Jusqu'au milieu du XXe siècle, les principaux actionnaires et dirigeants du journal sont des hommes politiques libéraux. Le Soleil s'affiche d'ailleurs pendant tout ce temps comme un organe des partis libéraux provincial et fédéral. Il deviendra par la suite un journal d'information généraliste.

Au fil des ans, le journal accueille les contributions de grands rédacteurs et journalistes : Ulric Barthe, Henri d'Hellencourt, Jean-Charles Harvey, Joseph Barnard, Raymond Dubé, Joseph Hardy, Joseph Voisard, Henri Dutil, Paul Audet et Gilbert Lavoie, parmi plusieurs autres. Dès le milieu des années 1930, Germaine Bundock et Renaude Lapointe tiennent des chroniques féminines et couvrent les actualités culturelles et sociales; viennent ensuite Monique Duval, puis Lise Lachance. Le journal imprime des photographies d'Alcide puis de Pierre Martineau, et plus tard de Raynald Lavoie et de Clément Thibault. Les caricaturistes Raoul Hunter, puis Berthio (Roland Berthiaume) et André-Philippe Côté y feront aussi leur marque.

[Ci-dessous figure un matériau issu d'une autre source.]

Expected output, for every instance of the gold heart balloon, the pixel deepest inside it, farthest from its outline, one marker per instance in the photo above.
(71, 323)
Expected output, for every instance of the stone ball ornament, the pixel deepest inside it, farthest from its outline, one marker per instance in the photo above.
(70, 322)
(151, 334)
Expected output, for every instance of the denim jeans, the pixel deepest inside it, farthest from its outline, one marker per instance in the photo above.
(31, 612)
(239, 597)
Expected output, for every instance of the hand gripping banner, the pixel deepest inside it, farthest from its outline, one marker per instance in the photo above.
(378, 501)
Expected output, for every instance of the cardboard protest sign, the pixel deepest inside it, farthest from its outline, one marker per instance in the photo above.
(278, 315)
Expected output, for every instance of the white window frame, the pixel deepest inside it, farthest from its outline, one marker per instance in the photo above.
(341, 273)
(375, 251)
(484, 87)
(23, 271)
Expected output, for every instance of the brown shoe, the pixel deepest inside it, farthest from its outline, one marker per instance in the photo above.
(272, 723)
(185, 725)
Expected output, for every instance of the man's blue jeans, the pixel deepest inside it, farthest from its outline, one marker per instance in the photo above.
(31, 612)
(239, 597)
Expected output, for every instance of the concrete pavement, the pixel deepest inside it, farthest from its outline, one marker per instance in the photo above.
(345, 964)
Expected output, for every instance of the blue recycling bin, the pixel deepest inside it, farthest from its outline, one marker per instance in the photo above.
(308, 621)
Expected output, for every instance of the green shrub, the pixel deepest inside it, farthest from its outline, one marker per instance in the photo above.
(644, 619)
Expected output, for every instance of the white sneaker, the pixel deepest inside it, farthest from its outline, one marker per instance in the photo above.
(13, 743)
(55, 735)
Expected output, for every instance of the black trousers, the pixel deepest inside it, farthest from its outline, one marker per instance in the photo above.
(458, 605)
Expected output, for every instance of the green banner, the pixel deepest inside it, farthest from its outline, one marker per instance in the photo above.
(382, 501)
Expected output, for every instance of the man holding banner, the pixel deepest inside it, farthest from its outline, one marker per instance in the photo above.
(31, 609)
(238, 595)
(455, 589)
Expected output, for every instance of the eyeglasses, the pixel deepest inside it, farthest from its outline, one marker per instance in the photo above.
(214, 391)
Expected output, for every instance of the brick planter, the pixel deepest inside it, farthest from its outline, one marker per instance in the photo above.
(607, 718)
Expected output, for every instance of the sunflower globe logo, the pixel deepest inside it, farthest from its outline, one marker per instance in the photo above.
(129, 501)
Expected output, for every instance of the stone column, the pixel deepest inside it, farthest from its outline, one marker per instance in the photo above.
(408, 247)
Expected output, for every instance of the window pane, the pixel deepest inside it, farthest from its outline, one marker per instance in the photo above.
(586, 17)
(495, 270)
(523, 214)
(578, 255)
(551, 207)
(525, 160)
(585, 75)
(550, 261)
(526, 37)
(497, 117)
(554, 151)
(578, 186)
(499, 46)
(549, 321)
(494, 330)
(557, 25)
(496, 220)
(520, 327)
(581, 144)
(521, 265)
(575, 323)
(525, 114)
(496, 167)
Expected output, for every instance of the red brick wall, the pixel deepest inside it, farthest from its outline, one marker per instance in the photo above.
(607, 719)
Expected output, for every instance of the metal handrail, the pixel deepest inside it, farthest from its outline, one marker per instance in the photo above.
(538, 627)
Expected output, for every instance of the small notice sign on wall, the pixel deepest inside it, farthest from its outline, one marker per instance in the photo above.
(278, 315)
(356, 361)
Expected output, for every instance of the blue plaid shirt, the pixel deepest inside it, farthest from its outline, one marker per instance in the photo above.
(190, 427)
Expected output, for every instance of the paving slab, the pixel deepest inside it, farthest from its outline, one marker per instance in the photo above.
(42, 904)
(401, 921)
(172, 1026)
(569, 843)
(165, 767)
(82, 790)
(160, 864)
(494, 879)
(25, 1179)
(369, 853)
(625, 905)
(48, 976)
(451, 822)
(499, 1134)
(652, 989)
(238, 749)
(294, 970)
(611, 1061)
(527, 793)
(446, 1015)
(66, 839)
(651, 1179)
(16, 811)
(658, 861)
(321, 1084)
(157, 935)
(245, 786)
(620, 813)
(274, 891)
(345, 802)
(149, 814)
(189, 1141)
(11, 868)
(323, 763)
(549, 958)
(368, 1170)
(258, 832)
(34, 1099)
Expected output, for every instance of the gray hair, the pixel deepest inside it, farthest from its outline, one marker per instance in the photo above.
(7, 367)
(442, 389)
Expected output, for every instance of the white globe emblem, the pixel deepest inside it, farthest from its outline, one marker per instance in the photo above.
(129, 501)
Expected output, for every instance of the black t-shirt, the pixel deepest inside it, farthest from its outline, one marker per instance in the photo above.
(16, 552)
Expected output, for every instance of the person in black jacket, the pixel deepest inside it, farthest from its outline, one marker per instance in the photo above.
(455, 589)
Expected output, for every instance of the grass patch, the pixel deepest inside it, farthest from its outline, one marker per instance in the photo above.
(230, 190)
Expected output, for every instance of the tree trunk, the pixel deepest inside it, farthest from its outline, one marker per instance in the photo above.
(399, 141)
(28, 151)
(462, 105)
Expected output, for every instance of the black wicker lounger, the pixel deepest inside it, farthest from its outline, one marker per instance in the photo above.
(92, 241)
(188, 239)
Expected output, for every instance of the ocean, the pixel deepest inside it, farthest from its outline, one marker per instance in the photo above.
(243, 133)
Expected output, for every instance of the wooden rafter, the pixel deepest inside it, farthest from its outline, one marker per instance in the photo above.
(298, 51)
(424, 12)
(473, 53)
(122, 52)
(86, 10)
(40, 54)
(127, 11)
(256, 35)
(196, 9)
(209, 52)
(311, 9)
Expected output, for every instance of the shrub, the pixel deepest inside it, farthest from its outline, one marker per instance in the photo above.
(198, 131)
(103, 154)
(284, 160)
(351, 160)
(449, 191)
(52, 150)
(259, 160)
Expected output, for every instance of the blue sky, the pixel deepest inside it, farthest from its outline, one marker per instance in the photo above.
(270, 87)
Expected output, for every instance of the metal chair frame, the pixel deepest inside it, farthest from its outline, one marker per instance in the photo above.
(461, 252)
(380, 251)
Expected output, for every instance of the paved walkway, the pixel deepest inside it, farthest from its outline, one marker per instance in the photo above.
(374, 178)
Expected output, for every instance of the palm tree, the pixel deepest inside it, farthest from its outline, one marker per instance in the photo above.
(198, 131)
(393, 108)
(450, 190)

En 1936, Le Soleil consolide sa présence sur le marché de la presse quotidienne de Québec lorsqu'il acquiert son concurrent, L'Événement, publié depuis 1867, puis Le Journal en 1938. Les deux titres sont fusionnés. L'Événement-Journal sera publié de 1938 à 1962, puis il reprendra le nom de L'Événement jusqu'à sa fermeture définitive en 1967.

Après avoir été présidé par la famille Gilbert (à partir de 1948), Le Soleil est acquis en 1974 par Jacques Francoeur et le groupe Unimedia. Le journal passe aux mains du groupe Hollinger de Conrad Black en 1987, puis à celles du groupe Gesca en 2000. En 2006, pour faire face à la concurrence du populaire Journal de Québec, il abandonne le grand format pour adopter le format tabloïd.

Le Soleil
est tiré à 22 000 exemplaires en 1907, à 49 000 en 1932, à 121 000 en 1960, à 160 000 en 1971, pour redescendre à 100 000 exemplaires en 1987 puis à 80 000 en 2000.


Sources :


BEAULIEU, André et Jean HAMELIN, La presse québécoise des origines à nos jours, Québec, Presses de l'Université Laval, 1977, vol. III, p. 11-15.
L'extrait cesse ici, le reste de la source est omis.